From Another Time: Hoboken in the 1970s
January – July 2007
A Trip Back to the Seventies: Imagine a Hoboken before the high-rise residential towers and ubiquitous nail salons, cell phone stores, realtors and shoe boutiques. This exhibit celebrates the Museum’s latest book, From Another Time: Hoboken in the 1970s, where visitors will be transported back to Hoboken in the 1970s through a series of powerful black and white photographs taken by three highly regarded photographers.

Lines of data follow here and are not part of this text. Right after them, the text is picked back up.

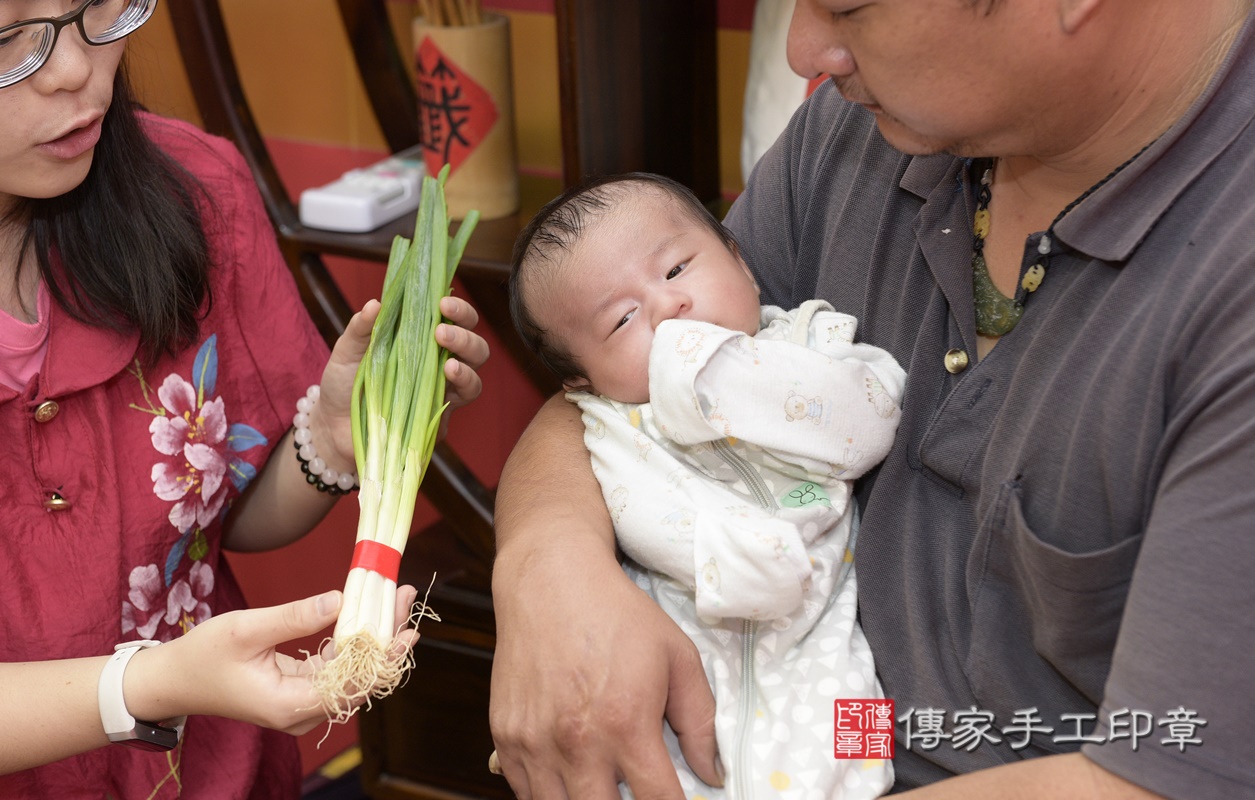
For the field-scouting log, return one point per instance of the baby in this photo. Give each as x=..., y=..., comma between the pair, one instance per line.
x=726, y=436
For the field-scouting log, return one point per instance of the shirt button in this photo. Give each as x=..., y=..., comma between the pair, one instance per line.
x=47, y=411
x=955, y=361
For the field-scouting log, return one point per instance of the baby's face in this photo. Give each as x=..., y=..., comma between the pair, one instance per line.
x=645, y=263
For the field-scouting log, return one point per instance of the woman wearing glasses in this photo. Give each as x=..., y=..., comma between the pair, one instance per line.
x=152, y=353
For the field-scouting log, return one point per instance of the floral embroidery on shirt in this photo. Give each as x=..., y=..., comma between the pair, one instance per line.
x=182, y=607
x=198, y=464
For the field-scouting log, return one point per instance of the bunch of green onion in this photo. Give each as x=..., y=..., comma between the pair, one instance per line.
x=398, y=400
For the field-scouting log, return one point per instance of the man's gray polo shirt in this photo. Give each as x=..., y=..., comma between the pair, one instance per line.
x=1069, y=523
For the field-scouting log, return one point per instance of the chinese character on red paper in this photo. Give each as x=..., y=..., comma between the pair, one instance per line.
x=454, y=112
x=862, y=729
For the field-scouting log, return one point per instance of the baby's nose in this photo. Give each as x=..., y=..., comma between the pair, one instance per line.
x=672, y=305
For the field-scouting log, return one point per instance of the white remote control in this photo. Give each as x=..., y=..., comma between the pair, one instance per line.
x=363, y=200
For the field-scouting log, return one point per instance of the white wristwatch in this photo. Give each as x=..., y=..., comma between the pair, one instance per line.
x=119, y=726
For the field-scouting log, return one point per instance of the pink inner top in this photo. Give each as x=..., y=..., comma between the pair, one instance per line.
x=23, y=344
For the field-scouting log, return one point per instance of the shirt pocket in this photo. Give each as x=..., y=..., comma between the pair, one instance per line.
x=1044, y=617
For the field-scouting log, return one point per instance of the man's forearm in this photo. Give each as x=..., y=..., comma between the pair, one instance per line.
x=547, y=484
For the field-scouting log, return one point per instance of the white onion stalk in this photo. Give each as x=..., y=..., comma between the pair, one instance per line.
x=398, y=398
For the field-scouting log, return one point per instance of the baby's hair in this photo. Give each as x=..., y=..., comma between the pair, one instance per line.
x=560, y=225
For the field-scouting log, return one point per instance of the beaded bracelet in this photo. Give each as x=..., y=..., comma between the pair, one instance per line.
x=316, y=472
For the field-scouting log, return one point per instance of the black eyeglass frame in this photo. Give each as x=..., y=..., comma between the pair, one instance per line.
x=75, y=18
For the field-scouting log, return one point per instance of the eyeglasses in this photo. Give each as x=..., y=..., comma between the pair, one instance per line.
x=26, y=44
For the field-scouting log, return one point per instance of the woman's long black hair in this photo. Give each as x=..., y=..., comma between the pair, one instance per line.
x=129, y=239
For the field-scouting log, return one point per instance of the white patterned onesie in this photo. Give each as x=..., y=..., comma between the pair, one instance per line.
x=731, y=492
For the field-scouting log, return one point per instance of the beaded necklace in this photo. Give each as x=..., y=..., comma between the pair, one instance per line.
x=997, y=314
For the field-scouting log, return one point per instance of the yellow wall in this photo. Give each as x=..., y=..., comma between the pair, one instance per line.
x=301, y=82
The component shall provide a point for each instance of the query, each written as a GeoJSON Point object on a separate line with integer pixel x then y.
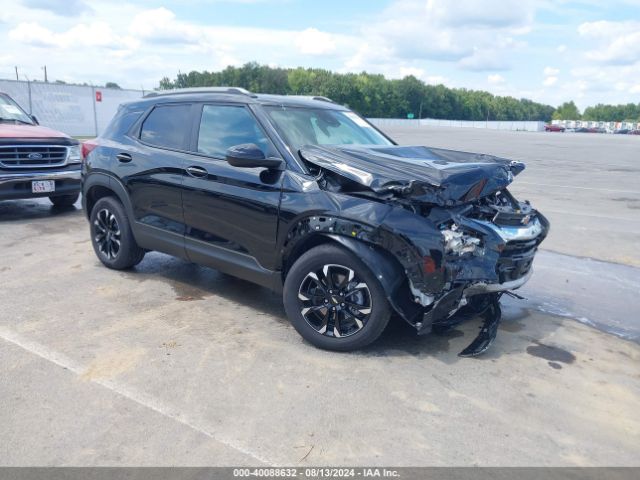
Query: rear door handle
{"type": "Point", "coordinates": [197, 172]}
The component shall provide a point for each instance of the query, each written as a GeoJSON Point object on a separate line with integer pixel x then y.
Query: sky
{"type": "Point", "coordinates": [546, 50]}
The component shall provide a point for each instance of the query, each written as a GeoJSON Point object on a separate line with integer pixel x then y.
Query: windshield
{"type": "Point", "coordinates": [10, 111]}
{"type": "Point", "coordinates": [318, 126]}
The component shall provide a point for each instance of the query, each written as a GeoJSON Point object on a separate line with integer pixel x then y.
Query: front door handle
{"type": "Point", "coordinates": [197, 172]}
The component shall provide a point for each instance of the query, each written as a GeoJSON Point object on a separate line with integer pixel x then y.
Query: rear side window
{"type": "Point", "coordinates": [166, 126]}
{"type": "Point", "coordinates": [225, 126]}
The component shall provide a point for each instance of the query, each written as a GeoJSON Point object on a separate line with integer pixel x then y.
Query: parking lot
{"type": "Point", "coordinates": [175, 364]}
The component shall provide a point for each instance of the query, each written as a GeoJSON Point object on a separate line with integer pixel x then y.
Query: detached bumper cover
{"type": "Point", "coordinates": [15, 185]}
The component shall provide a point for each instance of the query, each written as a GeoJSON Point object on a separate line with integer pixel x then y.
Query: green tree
{"type": "Point", "coordinates": [567, 111]}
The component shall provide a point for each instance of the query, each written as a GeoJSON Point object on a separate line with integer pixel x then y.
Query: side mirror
{"type": "Point", "coordinates": [249, 155]}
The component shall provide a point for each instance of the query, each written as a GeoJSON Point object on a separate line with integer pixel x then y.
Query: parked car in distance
{"type": "Point", "coordinates": [36, 161]}
{"type": "Point", "coordinates": [307, 198]}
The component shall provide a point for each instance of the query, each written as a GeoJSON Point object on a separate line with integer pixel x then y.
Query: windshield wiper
{"type": "Point", "coordinates": [14, 120]}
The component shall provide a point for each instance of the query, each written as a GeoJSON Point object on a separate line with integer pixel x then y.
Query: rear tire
{"type": "Point", "coordinates": [111, 235]}
{"type": "Point", "coordinates": [64, 200]}
{"type": "Point", "coordinates": [334, 301]}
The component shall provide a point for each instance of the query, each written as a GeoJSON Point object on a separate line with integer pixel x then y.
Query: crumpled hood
{"type": "Point", "coordinates": [430, 175]}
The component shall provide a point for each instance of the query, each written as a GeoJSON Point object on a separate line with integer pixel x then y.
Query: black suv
{"type": "Point", "coordinates": [305, 197]}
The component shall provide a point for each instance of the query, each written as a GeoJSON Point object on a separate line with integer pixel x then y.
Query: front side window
{"type": "Point", "coordinates": [10, 111]}
{"type": "Point", "coordinates": [225, 126]}
{"type": "Point", "coordinates": [166, 126]}
{"type": "Point", "coordinates": [316, 126]}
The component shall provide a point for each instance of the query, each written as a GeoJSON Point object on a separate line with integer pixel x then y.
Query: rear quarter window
{"type": "Point", "coordinates": [166, 126]}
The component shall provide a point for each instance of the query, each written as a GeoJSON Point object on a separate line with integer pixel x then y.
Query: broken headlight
{"type": "Point", "coordinates": [458, 242]}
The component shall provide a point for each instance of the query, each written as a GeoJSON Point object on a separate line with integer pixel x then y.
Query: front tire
{"type": "Point", "coordinates": [111, 235]}
{"type": "Point", "coordinates": [64, 200]}
{"type": "Point", "coordinates": [334, 301]}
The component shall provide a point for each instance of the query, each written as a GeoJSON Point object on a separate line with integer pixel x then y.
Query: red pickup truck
{"type": "Point", "coordinates": [36, 161]}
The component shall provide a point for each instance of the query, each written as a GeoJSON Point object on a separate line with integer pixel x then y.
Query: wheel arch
{"type": "Point", "coordinates": [382, 263]}
{"type": "Point", "coordinates": [100, 185]}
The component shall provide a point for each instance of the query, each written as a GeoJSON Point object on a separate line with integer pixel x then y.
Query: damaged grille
{"type": "Point", "coordinates": [32, 156]}
{"type": "Point", "coordinates": [516, 259]}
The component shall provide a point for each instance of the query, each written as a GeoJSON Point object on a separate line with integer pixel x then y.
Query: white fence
{"type": "Point", "coordinates": [433, 122]}
{"type": "Point", "coordinates": [73, 109]}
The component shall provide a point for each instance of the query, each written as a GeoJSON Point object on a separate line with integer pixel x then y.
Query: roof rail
{"type": "Point", "coordinates": [322, 99]}
{"type": "Point", "coordinates": [313, 97]}
{"type": "Point", "coordinates": [180, 91]}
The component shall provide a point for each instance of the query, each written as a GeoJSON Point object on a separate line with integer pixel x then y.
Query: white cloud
{"type": "Point", "coordinates": [314, 42]}
{"type": "Point", "coordinates": [59, 7]}
{"type": "Point", "coordinates": [616, 42]}
{"type": "Point", "coordinates": [485, 14]}
{"type": "Point", "coordinates": [93, 34]}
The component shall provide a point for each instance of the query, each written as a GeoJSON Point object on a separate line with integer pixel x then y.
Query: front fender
{"type": "Point", "coordinates": [389, 273]}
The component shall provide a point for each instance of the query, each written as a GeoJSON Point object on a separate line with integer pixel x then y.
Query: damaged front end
{"type": "Point", "coordinates": [462, 240]}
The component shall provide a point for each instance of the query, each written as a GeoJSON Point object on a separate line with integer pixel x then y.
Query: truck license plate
{"type": "Point", "coordinates": [43, 186]}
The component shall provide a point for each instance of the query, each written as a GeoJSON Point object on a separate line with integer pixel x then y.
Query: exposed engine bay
{"type": "Point", "coordinates": [460, 238]}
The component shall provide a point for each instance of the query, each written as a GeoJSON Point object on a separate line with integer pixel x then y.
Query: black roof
{"type": "Point", "coordinates": [238, 95]}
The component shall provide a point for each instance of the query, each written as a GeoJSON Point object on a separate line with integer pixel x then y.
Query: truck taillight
{"type": "Point", "coordinates": [87, 148]}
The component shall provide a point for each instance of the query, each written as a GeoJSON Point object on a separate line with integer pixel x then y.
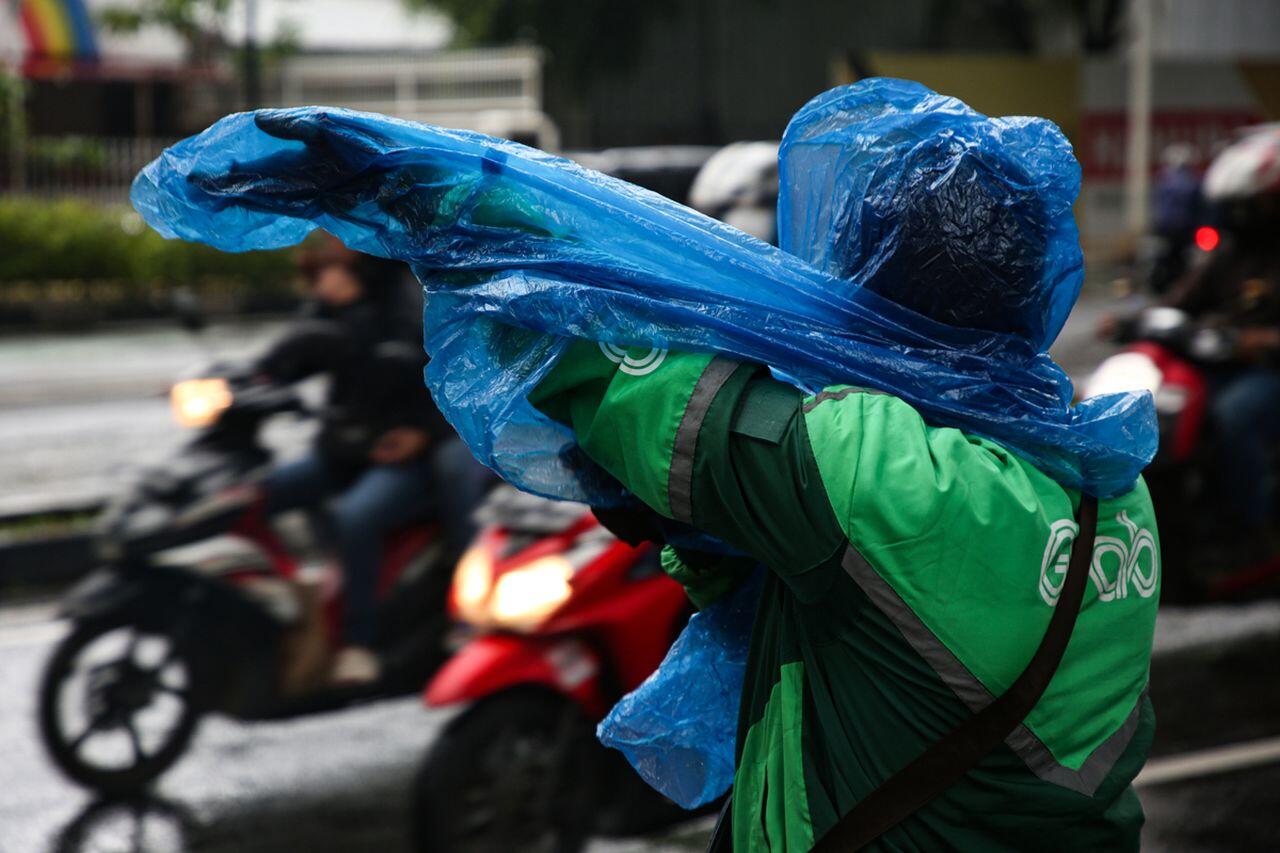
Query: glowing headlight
{"type": "Point", "coordinates": [472, 583]}
{"type": "Point", "coordinates": [1121, 373]}
{"type": "Point", "coordinates": [199, 402]}
{"type": "Point", "coordinates": [524, 597]}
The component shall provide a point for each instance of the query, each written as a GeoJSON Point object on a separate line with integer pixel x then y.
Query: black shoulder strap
{"type": "Point", "coordinates": [955, 755]}
{"type": "Point", "coordinates": [949, 760]}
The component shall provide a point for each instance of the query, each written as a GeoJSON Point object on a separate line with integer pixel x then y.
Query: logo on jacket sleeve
{"type": "Point", "coordinates": [630, 364]}
{"type": "Point", "coordinates": [1118, 566]}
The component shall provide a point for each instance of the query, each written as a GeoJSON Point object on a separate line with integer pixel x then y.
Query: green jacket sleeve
{"type": "Point", "coordinates": [702, 439]}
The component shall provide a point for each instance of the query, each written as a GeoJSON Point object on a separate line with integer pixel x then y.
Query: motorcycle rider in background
{"type": "Point", "coordinates": [1176, 211]}
{"type": "Point", "coordinates": [383, 448]}
{"type": "Point", "coordinates": [1238, 290]}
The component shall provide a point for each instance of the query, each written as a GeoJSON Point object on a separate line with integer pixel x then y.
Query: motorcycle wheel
{"type": "Point", "coordinates": [513, 772]}
{"type": "Point", "coordinates": [117, 706]}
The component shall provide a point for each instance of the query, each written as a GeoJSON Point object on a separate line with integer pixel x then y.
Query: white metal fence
{"type": "Point", "coordinates": [91, 168]}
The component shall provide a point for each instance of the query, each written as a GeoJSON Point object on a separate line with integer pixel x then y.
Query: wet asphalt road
{"type": "Point", "coordinates": [338, 783]}
{"type": "Point", "coordinates": [76, 413]}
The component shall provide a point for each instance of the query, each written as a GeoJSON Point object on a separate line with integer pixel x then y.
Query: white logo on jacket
{"type": "Point", "coordinates": [631, 365]}
{"type": "Point", "coordinates": [1116, 565]}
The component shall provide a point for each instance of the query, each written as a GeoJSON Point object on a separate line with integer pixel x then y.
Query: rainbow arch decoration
{"type": "Point", "coordinates": [59, 30]}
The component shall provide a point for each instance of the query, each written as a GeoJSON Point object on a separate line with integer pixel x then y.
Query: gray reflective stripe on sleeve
{"type": "Point", "coordinates": [976, 696]}
{"type": "Point", "coordinates": [840, 395]}
{"type": "Point", "coordinates": [680, 479]}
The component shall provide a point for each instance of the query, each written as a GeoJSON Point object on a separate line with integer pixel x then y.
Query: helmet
{"type": "Point", "coordinates": [1247, 168]}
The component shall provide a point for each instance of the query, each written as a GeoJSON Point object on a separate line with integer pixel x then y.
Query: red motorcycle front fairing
{"type": "Point", "coordinates": [1184, 375]}
{"type": "Point", "coordinates": [494, 662]}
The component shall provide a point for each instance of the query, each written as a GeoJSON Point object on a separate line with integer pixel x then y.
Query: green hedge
{"type": "Point", "coordinates": [72, 240]}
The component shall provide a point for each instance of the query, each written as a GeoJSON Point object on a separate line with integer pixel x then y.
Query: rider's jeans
{"type": "Point", "coordinates": [1246, 410]}
{"type": "Point", "coordinates": [382, 498]}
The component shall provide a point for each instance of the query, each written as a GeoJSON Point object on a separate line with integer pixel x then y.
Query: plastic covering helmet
{"type": "Point", "coordinates": [959, 217]}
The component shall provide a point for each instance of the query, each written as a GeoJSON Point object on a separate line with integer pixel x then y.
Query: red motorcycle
{"type": "Point", "coordinates": [1170, 355]}
{"type": "Point", "coordinates": [561, 619]}
{"type": "Point", "coordinates": [200, 606]}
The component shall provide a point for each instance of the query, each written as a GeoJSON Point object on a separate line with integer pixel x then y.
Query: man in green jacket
{"type": "Point", "coordinates": [913, 574]}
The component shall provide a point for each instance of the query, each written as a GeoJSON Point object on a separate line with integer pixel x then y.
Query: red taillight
{"type": "Point", "coordinates": [1207, 238]}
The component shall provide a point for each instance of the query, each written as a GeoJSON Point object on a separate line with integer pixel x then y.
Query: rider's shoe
{"type": "Point", "coordinates": [355, 665]}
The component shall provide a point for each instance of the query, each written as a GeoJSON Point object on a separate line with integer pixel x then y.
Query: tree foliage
{"type": "Point", "coordinates": [580, 36]}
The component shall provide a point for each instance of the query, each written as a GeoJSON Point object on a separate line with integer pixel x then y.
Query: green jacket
{"type": "Point", "coordinates": [914, 570]}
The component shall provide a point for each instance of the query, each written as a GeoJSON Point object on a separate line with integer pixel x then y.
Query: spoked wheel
{"type": "Point", "coordinates": [515, 772]}
{"type": "Point", "coordinates": [115, 706]}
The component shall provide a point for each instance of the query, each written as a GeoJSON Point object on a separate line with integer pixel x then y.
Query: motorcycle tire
{"type": "Point", "coordinates": [513, 772]}
{"type": "Point", "coordinates": [115, 707]}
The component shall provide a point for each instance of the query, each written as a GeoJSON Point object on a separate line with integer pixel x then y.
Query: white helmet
{"type": "Point", "coordinates": [1247, 168]}
{"type": "Point", "coordinates": [739, 185]}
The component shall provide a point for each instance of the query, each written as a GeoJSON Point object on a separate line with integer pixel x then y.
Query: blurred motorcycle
{"type": "Point", "coordinates": [201, 607]}
{"type": "Point", "coordinates": [561, 620]}
{"type": "Point", "coordinates": [1170, 355]}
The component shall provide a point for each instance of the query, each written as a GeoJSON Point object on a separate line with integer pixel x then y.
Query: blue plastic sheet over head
{"type": "Point", "coordinates": [927, 250]}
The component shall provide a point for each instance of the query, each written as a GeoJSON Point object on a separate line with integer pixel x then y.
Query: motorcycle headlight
{"type": "Point", "coordinates": [199, 402]}
{"type": "Point", "coordinates": [516, 600]}
{"type": "Point", "coordinates": [472, 582]}
{"type": "Point", "coordinates": [1121, 373]}
{"type": "Point", "coordinates": [524, 597]}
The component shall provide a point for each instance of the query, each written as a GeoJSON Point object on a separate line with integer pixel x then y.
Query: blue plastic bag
{"type": "Point", "coordinates": [891, 195]}
{"type": "Point", "coordinates": [520, 251]}
{"type": "Point", "coordinates": [677, 729]}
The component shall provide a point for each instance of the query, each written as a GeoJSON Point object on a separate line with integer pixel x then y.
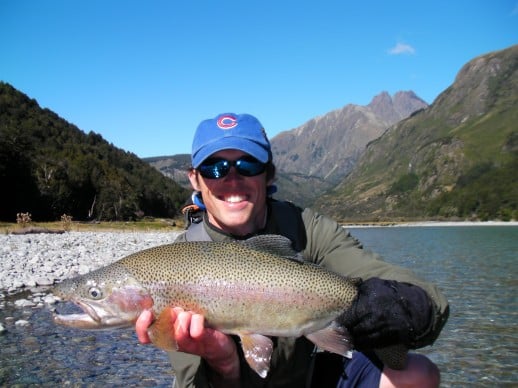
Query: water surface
{"type": "Point", "coordinates": [475, 266]}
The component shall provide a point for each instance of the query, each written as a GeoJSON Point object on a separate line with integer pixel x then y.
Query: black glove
{"type": "Point", "coordinates": [387, 312]}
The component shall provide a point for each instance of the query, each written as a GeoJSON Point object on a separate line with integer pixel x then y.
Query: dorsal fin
{"type": "Point", "coordinates": [274, 244]}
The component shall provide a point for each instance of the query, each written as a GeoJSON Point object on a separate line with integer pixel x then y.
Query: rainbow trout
{"type": "Point", "coordinates": [253, 289]}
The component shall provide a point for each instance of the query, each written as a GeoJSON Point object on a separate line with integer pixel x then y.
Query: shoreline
{"type": "Point", "coordinates": [398, 224]}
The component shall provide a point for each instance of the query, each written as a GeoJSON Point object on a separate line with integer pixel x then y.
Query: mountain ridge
{"type": "Point", "coordinates": [434, 163]}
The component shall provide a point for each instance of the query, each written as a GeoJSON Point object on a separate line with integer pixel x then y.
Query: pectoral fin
{"type": "Point", "coordinates": [333, 338]}
{"type": "Point", "coordinates": [161, 332]}
{"type": "Point", "coordinates": [258, 352]}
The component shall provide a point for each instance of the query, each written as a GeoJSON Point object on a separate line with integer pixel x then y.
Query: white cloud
{"type": "Point", "coordinates": [401, 48]}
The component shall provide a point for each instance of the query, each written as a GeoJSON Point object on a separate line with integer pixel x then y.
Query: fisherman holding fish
{"type": "Point", "coordinates": [232, 174]}
{"type": "Point", "coordinates": [259, 292]}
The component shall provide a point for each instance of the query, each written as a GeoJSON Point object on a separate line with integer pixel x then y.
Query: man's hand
{"type": "Point", "coordinates": [189, 331]}
{"type": "Point", "coordinates": [387, 312]}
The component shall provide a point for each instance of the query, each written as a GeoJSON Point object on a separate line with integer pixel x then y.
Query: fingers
{"type": "Point", "coordinates": [188, 325]}
{"type": "Point", "coordinates": [144, 320]}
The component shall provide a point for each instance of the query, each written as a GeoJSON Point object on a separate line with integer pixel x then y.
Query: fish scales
{"type": "Point", "coordinates": [254, 289]}
{"type": "Point", "coordinates": [206, 278]}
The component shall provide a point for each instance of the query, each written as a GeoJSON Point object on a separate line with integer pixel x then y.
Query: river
{"type": "Point", "coordinates": [475, 266]}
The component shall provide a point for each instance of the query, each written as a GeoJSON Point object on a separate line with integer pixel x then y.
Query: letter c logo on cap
{"type": "Point", "coordinates": [227, 122]}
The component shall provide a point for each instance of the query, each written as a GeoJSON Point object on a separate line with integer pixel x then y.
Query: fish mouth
{"type": "Point", "coordinates": [95, 316]}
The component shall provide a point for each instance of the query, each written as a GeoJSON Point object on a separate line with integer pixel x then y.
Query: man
{"type": "Point", "coordinates": [232, 175]}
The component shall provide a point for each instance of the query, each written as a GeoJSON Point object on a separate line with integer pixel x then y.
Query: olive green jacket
{"type": "Point", "coordinates": [324, 242]}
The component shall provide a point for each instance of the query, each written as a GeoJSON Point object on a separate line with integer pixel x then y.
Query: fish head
{"type": "Point", "coordinates": [109, 297]}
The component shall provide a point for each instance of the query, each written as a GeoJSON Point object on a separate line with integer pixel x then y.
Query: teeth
{"type": "Point", "coordinates": [234, 198]}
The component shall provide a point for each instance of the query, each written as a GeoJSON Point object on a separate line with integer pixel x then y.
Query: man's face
{"type": "Point", "coordinates": [236, 204]}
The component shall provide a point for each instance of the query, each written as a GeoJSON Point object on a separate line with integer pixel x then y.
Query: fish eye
{"type": "Point", "coordinates": [95, 293]}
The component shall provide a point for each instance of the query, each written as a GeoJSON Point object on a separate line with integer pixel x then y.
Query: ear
{"type": "Point", "coordinates": [194, 179]}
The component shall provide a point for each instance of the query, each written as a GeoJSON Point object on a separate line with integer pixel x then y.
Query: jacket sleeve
{"type": "Point", "coordinates": [333, 247]}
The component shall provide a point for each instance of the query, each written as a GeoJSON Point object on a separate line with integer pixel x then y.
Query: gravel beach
{"type": "Point", "coordinates": [31, 260]}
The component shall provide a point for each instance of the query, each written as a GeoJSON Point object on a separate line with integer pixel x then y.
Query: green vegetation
{"type": "Point", "coordinates": [49, 167]}
{"type": "Point", "coordinates": [457, 159]}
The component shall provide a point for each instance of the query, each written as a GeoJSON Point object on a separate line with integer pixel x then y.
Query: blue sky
{"type": "Point", "coordinates": [143, 74]}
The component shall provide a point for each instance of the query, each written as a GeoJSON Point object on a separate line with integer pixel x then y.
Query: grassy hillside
{"type": "Point", "coordinates": [456, 159]}
{"type": "Point", "coordinates": [48, 167]}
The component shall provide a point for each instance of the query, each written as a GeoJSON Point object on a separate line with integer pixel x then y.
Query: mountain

Bringing the exhibit to life will be a series of lectures by individuals who were instrumental in shaping Hoboken’s development during this pivotal decade.
The book and exhibit depict a Hoboken in limbo between its industrial heyday and its reemergence as a hotbed of residential development, documenting the people, street scenes, block parties, parades, and festivals that are an integral part of Hoboken’s essential character. Although many storefronts were vacant, many apartment buildings were dilapidated, and the padlocked waterfront was patrolled by packs of feral dogs, the people who lived here were determined to make a better life for themselves.
Before the urban-professional migration of the 1980s, Hoboken was populated by a colorful mix of born and raised Hobokenites, who proudly carried on centuries-old traditions such as saints’ festivals with feast bombs and long lines for fresh zeppole; more recent arrivals, including Puerto Ricans, who arrived just as factory jobs were leaving; and a new wave of bohemian “immigrants,” artists and musicians lured by affordable rents and spacious lofts in abandoned factories.
The book unites three distinct views of the city: Caroline Carlson’s photographs of the children of the city and their families; John Conn’s stark views of storefronts and buildings, some of which are long gone; and Benedict Fernandez’ street scenes and images of the working waterfront. The photos are accompanied by two poignant essays: one by a born-and-raised Hobokenite, Anthony DePalma, now a New York Times reporter, who witnessed the changes to his hometown, and the other by Sada Fretz, who moved her family here in the 1970s and saw the city with fresh eyes.
The 190-page book was designed by local artist and graphic designer McKevin Shaughnessy, and was partially funded by contributions from members and friends of the Museum. The exhibit, lecture series, and book were made possible through a special project grant from the New Jersey Historical Commission, a division of the Department of State.